Washington, 24 November 1998 (RFE/RL) -- Free trade advocates have long opposed protectionist and other barriers to trade, but for the first time a study has attempted to compute their costs and benefits to one country -- China.
The study, carried out by three top Chinese economists at the Unirule Institute in Beijing and published by the Washington-based Institute for International Economics (IIE), shows that eliminating China's trade barriers could give Chinese consumers an annual gain of around 14 percent of GNP (gross national product), or about $78 billion in 1994.
The study was conducted by calculating the cost of trade barriers for 25 highly protected products that are nevertheless imported into China in large quantities. The 25 products, including food, raw materials, fossil fuel products, manufactured goods, and transportation equipment, represent 30 percent of China's total imports and 35 percent of corresponding domestic production.
If China's highly protectionist trade barriers were removed, the study found, the value of imports in those 25 areas would increase from $38 billion per year to $68 billion.
One of the study's authors, Zhang Shugaung, told a gathering at the IIE last week that the average tariff on the 25 goods is 44 percent. He said that if just those 25 products were liberalized, it would give Chinese consumers a gain of around 6.2 percent of GNP or around $35 billion.
But the study acknowledges that there would be a serious downside to completely liberalizing trade -- a loss of about 11 million jobs or about 27 percent of the workforce in the affected industries.
That is a particularly worrisome figure, acknowledges the study, especially in a country with an extremely large workforce, much of which is underemployed in unprofitable enterprises.
Job losses would be especially heavy in agriculture, accounting for 85 percent of total losses.
However, says the study, China's agriculture is the worst at harboring the effectively unemployed. In 1994, it estimates China's rural labor force was 446 million people, but only about 308 million were gainfully employed. This leaves a rural labor surplus of about 31 percent of the total.

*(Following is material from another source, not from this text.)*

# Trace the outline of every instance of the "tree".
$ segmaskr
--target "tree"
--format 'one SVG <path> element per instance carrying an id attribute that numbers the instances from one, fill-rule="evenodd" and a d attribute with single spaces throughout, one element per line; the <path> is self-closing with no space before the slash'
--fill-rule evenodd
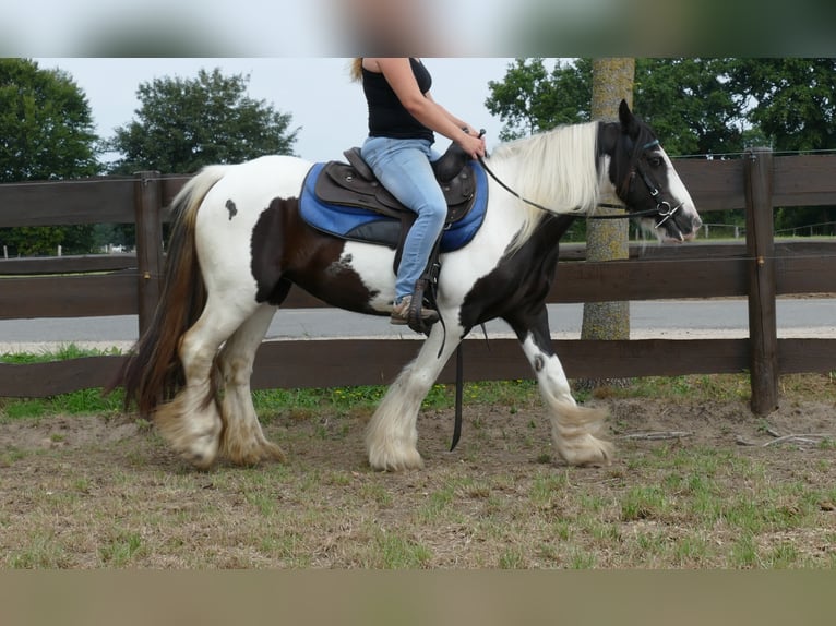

At the same time, the study says, the projected losses in industrial production from free trade are exaggerated in the study because it does not reflect the positive dynamic benefits of cutting trade barriers.

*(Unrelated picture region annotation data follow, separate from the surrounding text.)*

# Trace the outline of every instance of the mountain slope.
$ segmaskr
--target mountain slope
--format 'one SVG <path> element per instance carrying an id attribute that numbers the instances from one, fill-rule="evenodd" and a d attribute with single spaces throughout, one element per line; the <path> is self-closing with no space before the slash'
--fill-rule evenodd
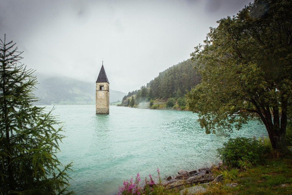
<path id="1" fill-rule="evenodd" d="M 130 92 L 123 98 L 123 104 L 125 104 L 127 98 L 136 95 L 136 102 L 169 98 L 177 99 L 183 98 L 189 90 L 201 81 L 201 77 L 194 68 L 196 62 L 190 59 L 184 61 L 160 73 L 154 79 L 142 86 L 140 89 Z"/>
<path id="2" fill-rule="evenodd" d="M 66 77 L 37 76 L 39 83 L 34 92 L 37 105 L 95 105 L 96 83 Z M 121 100 L 126 94 L 109 90 L 109 102 Z"/>

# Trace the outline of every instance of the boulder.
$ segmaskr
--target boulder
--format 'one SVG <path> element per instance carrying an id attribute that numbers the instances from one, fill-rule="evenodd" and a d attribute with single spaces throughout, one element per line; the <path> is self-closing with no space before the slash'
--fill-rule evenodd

For example, it notes, without liberalization, each job retained in the protected industries costs consumers an average of over $3,100 per year.
Even more importantly, the study says trade liberalization would increase domestic employment in several sectors of the economy and would lead to higher domestic production, a greater variety of goods and services and more competition. All of this would help increase market efficiency.

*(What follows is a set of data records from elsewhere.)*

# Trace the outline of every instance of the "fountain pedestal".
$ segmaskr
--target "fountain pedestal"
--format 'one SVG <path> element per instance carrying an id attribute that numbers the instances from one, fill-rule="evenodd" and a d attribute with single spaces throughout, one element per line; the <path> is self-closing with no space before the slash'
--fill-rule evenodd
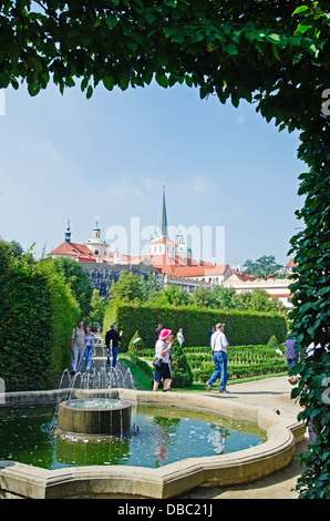
<path id="1" fill-rule="evenodd" d="M 56 433 L 123 436 L 131 428 L 131 409 L 130 401 L 109 398 L 62 401 Z"/>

The study says that using a dynamic model, the authors show that three our of four sectors of the Chinese economy with traditional monopoly or oligopoly structures would increase domestic production if trade and investment liberalization led to more competitive markets.
In 1995, China committed to reducing its average tariff rate to 15 percent by the year 2000, but the study says that the reforms to that end have been more incremental than systemic, leaving trade liberalization in the dust.